Merger Monday on Wall Street moves stocks modestly higher
By Ben Rooney
NEW YORK (CNNMoney) — Investors welcomed a pair of corporate mergers Monday, but stocks were only modestly higher as investors await comments from Federal Reserve officials later in the week.
The Dow Jones industrial average, the S&P 500 and the Nasdaq were all up about 0.1%
Traders were wary of pushing stocks higher after last week’s gains. The Dow and S&P 500 both ended at record highs Friday, capping a four week winning streak.
“It’s a slow day so far,” said Peter Tuz, portfolio manager at Chase Investment Counsel.
Do you Tumblr? In an effort to lure younger users, Yahoo officially announced plans to buy blogging site Tumblr for $1.1 billion, mainly in cash.

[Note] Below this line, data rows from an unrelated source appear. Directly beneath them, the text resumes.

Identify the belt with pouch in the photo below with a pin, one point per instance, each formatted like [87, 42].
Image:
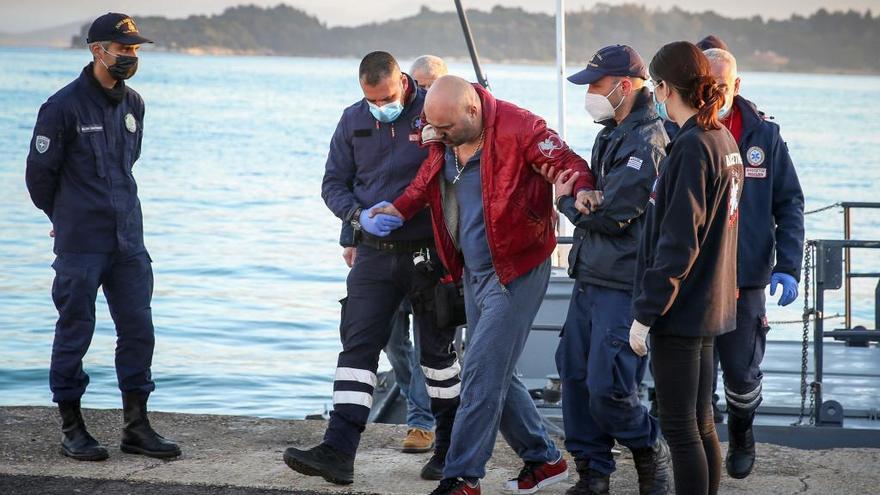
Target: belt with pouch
[405, 246]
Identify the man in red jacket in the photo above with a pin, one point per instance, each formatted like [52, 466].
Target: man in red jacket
[494, 228]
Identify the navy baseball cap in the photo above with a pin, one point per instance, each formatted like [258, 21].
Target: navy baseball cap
[711, 41]
[614, 60]
[115, 27]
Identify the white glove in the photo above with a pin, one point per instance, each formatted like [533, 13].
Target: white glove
[638, 335]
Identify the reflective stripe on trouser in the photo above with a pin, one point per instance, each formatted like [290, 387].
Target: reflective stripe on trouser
[492, 397]
[600, 377]
[127, 280]
[377, 283]
[741, 352]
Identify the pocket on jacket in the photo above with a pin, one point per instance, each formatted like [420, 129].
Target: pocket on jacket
[98, 151]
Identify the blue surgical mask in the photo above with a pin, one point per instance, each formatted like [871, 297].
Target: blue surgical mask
[386, 113]
[660, 106]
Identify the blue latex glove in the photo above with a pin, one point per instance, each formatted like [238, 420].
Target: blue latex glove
[789, 288]
[380, 225]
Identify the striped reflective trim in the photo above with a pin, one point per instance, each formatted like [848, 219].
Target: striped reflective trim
[444, 392]
[444, 374]
[744, 401]
[356, 398]
[356, 375]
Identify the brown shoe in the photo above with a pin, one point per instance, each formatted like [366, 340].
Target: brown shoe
[418, 440]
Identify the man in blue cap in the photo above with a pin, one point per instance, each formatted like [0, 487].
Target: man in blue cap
[85, 143]
[600, 373]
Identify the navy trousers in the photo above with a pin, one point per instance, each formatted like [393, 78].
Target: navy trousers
[741, 352]
[600, 378]
[377, 284]
[127, 280]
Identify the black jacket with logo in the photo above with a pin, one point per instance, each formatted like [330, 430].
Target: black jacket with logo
[686, 266]
[79, 168]
[625, 161]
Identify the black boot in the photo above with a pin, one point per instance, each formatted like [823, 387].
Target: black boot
[652, 465]
[433, 470]
[138, 437]
[76, 442]
[741, 446]
[591, 482]
[324, 461]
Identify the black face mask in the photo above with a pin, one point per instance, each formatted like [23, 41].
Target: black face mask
[124, 68]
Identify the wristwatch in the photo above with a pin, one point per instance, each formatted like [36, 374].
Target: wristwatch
[355, 219]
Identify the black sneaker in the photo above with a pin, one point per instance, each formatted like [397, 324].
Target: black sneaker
[740, 448]
[457, 486]
[652, 466]
[433, 470]
[591, 482]
[324, 461]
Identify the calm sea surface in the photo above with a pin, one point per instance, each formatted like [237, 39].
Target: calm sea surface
[248, 270]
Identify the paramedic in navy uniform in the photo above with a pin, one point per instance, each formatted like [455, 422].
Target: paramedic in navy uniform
[79, 172]
[685, 289]
[770, 250]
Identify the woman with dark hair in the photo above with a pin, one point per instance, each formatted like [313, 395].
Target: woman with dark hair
[685, 292]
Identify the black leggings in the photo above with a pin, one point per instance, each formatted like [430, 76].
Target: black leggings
[683, 369]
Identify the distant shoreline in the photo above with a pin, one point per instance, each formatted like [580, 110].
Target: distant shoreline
[209, 51]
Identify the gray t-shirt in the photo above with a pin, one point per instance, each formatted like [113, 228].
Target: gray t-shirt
[468, 191]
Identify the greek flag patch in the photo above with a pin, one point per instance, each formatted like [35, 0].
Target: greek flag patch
[635, 163]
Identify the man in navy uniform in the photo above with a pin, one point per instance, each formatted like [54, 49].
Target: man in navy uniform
[770, 250]
[375, 154]
[600, 377]
[79, 172]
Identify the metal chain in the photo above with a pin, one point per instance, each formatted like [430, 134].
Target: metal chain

The Internet pioneer promised not to “screw it up,” but investors weren’t so sure. Yahoo shares barely budged on the news.

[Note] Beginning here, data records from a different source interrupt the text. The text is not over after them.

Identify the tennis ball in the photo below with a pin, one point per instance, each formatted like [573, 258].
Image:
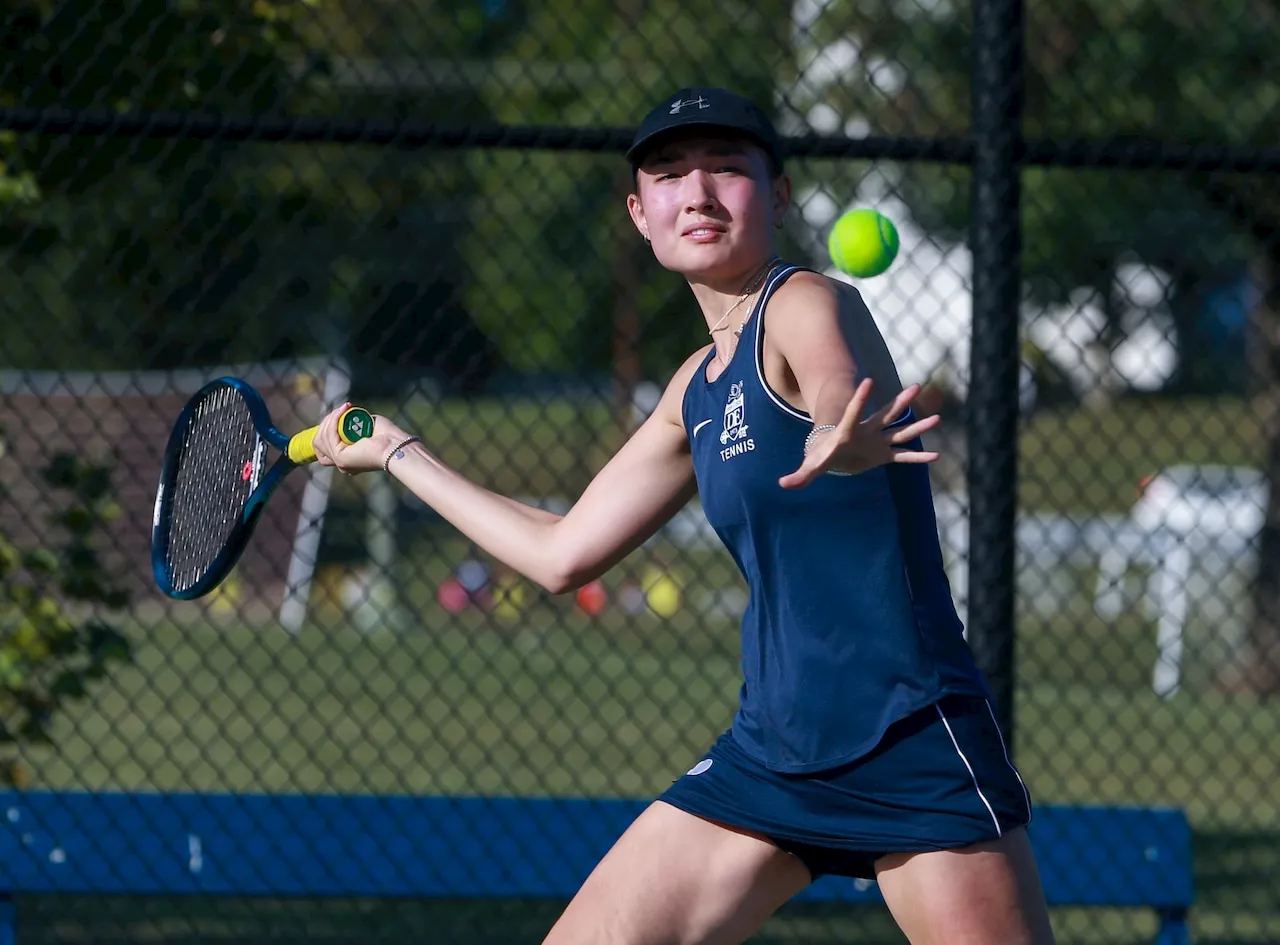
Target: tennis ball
[863, 243]
[661, 592]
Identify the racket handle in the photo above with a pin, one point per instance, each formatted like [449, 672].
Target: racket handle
[355, 423]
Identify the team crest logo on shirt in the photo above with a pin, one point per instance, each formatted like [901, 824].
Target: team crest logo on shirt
[734, 436]
[735, 414]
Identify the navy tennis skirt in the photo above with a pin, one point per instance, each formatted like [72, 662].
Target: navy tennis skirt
[940, 779]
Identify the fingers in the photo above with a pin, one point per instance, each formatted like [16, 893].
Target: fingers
[896, 409]
[856, 405]
[910, 432]
[800, 478]
[914, 456]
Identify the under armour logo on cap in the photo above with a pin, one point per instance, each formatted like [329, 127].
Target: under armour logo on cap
[688, 103]
[688, 109]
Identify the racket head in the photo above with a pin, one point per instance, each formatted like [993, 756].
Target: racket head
[214, 482]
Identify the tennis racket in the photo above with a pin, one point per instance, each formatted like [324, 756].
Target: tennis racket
[215, 482]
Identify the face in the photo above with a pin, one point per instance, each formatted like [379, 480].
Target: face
[709, 205]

Separately, Actavis shares jumped after the drug company said it planned to buy Warner Chilcott in an $8.5 billion stock-for-stock transaction.
Overall, mergers and acquisition activity has picked up recently. So far this year, there have been 45 U.S. corporate transactions, worth a combined $297.6 billion, according to data from FactSet.
The biggest deal has been Berkshire Hathaway and 3G Capital’s $28 billion plan to buy ketchup giant H.J. Heinz Co.
Dell has received competing bids: Michael Dell’s $24 billion offer versus Carl Icahn and Southeastern Asset Management’s $12-per-share offer.
And Disney bought Lucasfilm late last year in a deal valued at $4 billion.
Bernanke takes the stand: Investors will pay close attention to comments from Federal Reserve officials this week, including chairman Ben Bernanke, who will testify before Congress Wednesday.
All three major U.S. indexes have gained around 16% so far this year on a combination of gradually improving economic data and continued support from the Fed.
But investors have been rattled recently by comments from some Fed officials suggesting the central bank could begin to scale back its bond-buying program sooner than expected.
“There’s a tug-of-war within the Fed about an exit strategy,” said Tuz. “We should hear more about that this week.”
The yen also rises: The yen edged up 0.7% versus the U.S. dollar Monday after the Japanese Economy Minister suggested further weakness could be harmful to Japan’s recovery efforts.
The yen has plunged 15% against the dollar this year as Prime Minister Abe and the Bank of Japan launched an aggressive campaign to reflate the nation’s economy.
Investors have also been pouring money into Japanese stocks. Last week, the Nikkei rose above 15,000, surpassing the Dow in absolute terms for the first time in three years, according to Bill Stone, chief investment officer at PNC Wealth Management.
Metals melt down: Gold prices were down slightly Monday, while silver prices took a tumble.
Gold dropped 0.6% to trade at 1,364.70 an ounce. After rallying earlier this month, gold is now flirting with the lows from mid-April and is down 19% so far this year.
Meanwhile, silver prices fell 3% to $21.68 an ounce. Traders said the silver market is less liquid than the gold market and more vulnerable to sharp moves.
Earnings season winds down: Campbell Soup reported quarterly earnings that beat expectations.
TiVo reports in the afternoon.
Home Depot, Best Buy, Target and Hewlett-Packard are due later in the week.
Chesapeake Energy shares edged up after the natural gas and oil producer announced its new CEO would be Robert Douglas Lawler, an executive at Anadarko Petroleum.
European markets were mostly higher in midday trading. The DAX was leading the indexes forward, although trading was light due to a national holiday in Germany. Meanwhile Asian markets ended with significant gains.